Figura 1: Propaganda do produto Leite de Moça

 

Fonte:http://5girlsdifferent.blogspot.com/2014/04/intertextualidade.html

        Podemos observar na imagem, as construções discursivas que foram utilizadas na produção de sentidos, de modo que, o título da propaganda “meu bem, você me dá... água na boca” com a imagem de um pudim de leite com calda associado à imagem do produto “Leite Moça” com a frase: “há mais de 50 anos adoçando nossas vidas”, tem a intenção de provocar o desejo no consumidor que, ao comprar o leite moça, poderá degustar do bolo, tal qual na imagem, se adquirir o Leite Moça da Nestlé. Além disso, ao lado da imagem, corroborando com o sentido da propaganda, o texto faz referência à música “meu bem” de Rita Lee produzindo, assim, uma intertextualidade, visto que, o modo como a propaganda utiliza expressões linguísticas da música para produzir novos sentidos, repercute discursivamente e estrategicamente para alcançar um propósito comunicativo no público-alvo.

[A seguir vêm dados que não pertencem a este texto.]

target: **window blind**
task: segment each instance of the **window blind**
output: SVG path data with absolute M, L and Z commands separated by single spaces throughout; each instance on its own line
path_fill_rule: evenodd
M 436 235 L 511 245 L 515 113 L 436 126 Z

        Portanto, o leitor deve acionar através de sua memória discursiva, o conhecimento da música de Rita Lee em relação à propaganda do Leite Moça Nestlê, assim, mediante o conceito de intertextualidade e interdiscursividade, através da imagem, da música e das expressões linguísticas marcadas, é possível afirmar que a propaganda “Leite Moça da Nestlê” utiliza propositalmente e explicitamente da música para alcançar um objetivo: vender o produto, diante disso, compreendemos que todo texto é construído por meio de referências à outros textos que emergem em nosso meio social.  

REFERÊNCIAS

BAZERMAN, Charles; DIONISIO, Angela Paiva; HOFFNAGEL, Judith Chambliss. Gênero, agência e escrita. 2 ed. Recife: Pipa comunicação, Campina Grande: EDUFCG, 2021.

KOCH, Vilaça G. Ingedore; BENTES, Anna Cristina; CAVALCANTE, Mônica Magalhães. Intertextualidade: diálogos possíveis. 2 ed – São Paulo: Cortez, 2008. 

PÊCHEUX, Michel. Semântica e discurso: uma crítica à afirmação do óbvio. tradução: Eni Puccinelli Orlandi et al. 5ª ed. Campinas, SP. Editora da Unicamp, 2014.